Press Add New Cron Job again setup the frequency just like you did with the previous job and in the Command field, enter

tar -pczf /home/mydomain/backup/mydomain_www.tgz /home/mydomain/public_html

This command will create an archive called mydomain_www.tgz in the folder /home/mydomain/backup/ with the files  from you public_html directory (your website).

Setup FTP account to access the backup folder

After the account is created, it will be listed under FTP Accounts (below the account creation form) and there will be a link called Configure FTP Client which shows connection details like FTP Username, Server and Port.

NOTE: If you called your account mrBackup, the actual name will be mrBackup@mydomain.com (replace mydomain.com with your domain name)
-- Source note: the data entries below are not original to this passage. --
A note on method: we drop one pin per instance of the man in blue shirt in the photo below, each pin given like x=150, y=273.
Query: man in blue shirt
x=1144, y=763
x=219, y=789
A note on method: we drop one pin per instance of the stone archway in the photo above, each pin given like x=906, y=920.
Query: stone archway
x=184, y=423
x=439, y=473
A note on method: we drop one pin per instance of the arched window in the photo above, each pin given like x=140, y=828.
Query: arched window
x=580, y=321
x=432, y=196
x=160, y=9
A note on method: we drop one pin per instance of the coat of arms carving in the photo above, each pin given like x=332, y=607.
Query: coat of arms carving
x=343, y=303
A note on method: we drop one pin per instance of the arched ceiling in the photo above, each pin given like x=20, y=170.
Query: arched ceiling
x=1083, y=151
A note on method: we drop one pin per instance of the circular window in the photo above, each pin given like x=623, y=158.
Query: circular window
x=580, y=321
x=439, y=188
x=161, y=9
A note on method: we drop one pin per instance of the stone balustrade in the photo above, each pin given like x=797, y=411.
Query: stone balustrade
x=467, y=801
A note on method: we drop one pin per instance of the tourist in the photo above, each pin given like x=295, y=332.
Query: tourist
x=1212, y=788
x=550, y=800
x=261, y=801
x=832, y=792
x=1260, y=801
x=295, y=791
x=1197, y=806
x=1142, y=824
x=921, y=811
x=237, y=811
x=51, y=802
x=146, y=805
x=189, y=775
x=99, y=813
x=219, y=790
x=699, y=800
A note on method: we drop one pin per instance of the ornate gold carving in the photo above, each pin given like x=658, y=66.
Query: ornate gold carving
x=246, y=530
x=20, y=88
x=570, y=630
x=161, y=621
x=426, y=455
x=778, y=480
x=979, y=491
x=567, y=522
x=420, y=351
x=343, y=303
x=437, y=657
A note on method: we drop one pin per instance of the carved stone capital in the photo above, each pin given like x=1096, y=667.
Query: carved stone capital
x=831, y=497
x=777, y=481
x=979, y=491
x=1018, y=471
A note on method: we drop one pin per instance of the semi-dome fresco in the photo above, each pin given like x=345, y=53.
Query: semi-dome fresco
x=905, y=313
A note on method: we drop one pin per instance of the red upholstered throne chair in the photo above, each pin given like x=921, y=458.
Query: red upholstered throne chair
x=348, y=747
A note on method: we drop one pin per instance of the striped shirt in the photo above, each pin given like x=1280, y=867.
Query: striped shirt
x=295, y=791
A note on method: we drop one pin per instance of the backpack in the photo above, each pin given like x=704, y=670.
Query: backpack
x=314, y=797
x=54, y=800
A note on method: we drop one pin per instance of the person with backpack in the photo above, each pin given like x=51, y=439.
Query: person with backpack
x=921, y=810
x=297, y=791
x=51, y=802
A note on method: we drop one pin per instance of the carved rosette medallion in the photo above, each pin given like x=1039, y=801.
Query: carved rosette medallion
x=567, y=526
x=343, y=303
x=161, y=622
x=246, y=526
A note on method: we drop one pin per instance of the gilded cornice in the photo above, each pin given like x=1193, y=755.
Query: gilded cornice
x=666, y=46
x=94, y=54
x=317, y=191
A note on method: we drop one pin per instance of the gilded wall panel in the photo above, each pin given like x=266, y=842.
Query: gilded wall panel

You now have everything setup to create backups of your database and files on a regular basis on the same server as your website. Whenever the cron jobs are run, a new backup will be created that overwrites the previous backup. To be safe, you need several versions of these backups. Depending on how often the data is changed on your website you can decide how often to generate the backups and how many versions to keep for each period (e.g. daily backups for the last week, weekly backups for the last three months, monthly backups for the last year, yearly backups since the website was live, etc.). For most websites, I usually keep weekly backups for a few months and then monthly or quarterly/yearly backups. It’s important to keep older backups because sometimes an issue may occur and you don’t notice it immediately and you may want to check how your website was 3 months ago, etc.

The next step is to download these files on a different machine (a local machine or somewhere else) to preserve them and have them ready when you need them.

Write a Linux bash script to download the backups

Here is a simple script that you can run on your Linux box to download the backups from the server and store them on your machine. In this example we create a new file called retrieveBackups.sh and store it in /home/me (you may want to replace me with your user’s home folder or any other folder you prefer).

vi /home/me/retrieveBackup.sh

Here is the script content which assumes folder /home/me/backup exists and then creates a subfolder with today’s date and stores the backup which is retrieved using wget.

#!/bin/bash
mkdir /home/me/backup/$(date +"%Y-%m-%d")
cd /home/me/backup/$(date +"%Y-%m-%d")
wget --ftp-user=mrBackup@mydomain.com --ftp-password=mypassword ftp://ftp.mydomain.com/*

To run the script we need to give it execution rights:

chmod +x /home/me/retrieveBackup.sh

After we verified that the cPanel cron job already populated the backup folder on the server with a backup, let’s test the script

cd /home/me
./retrieveBackup.sh

Create a cron job to run the script regularly

The final step is to create a cron job on your Linux box to run the script that downloads the backups on regular basis

If you set up weekly backups on your cPanel, here is an example (Linux) cron job to download the backups one hour later.

crontab -e
0 1 * * 0 /home/me/retrieveBackup.sh

For more information on how to create a cron Job in Linux, go to: How to Create cron Jobs – Schedule Tasks in Linux.

Check your backup folder after a week to see everything is fine.

Don’t forget to clear some of the older / unnecessary backups from time to time as at some point you may run out of disk space. It happened to me several times 🙂

You might also want to move some backups to a different storage from time to time as you never know when a disc may fail.

Good luck keeping your data backed up and safe!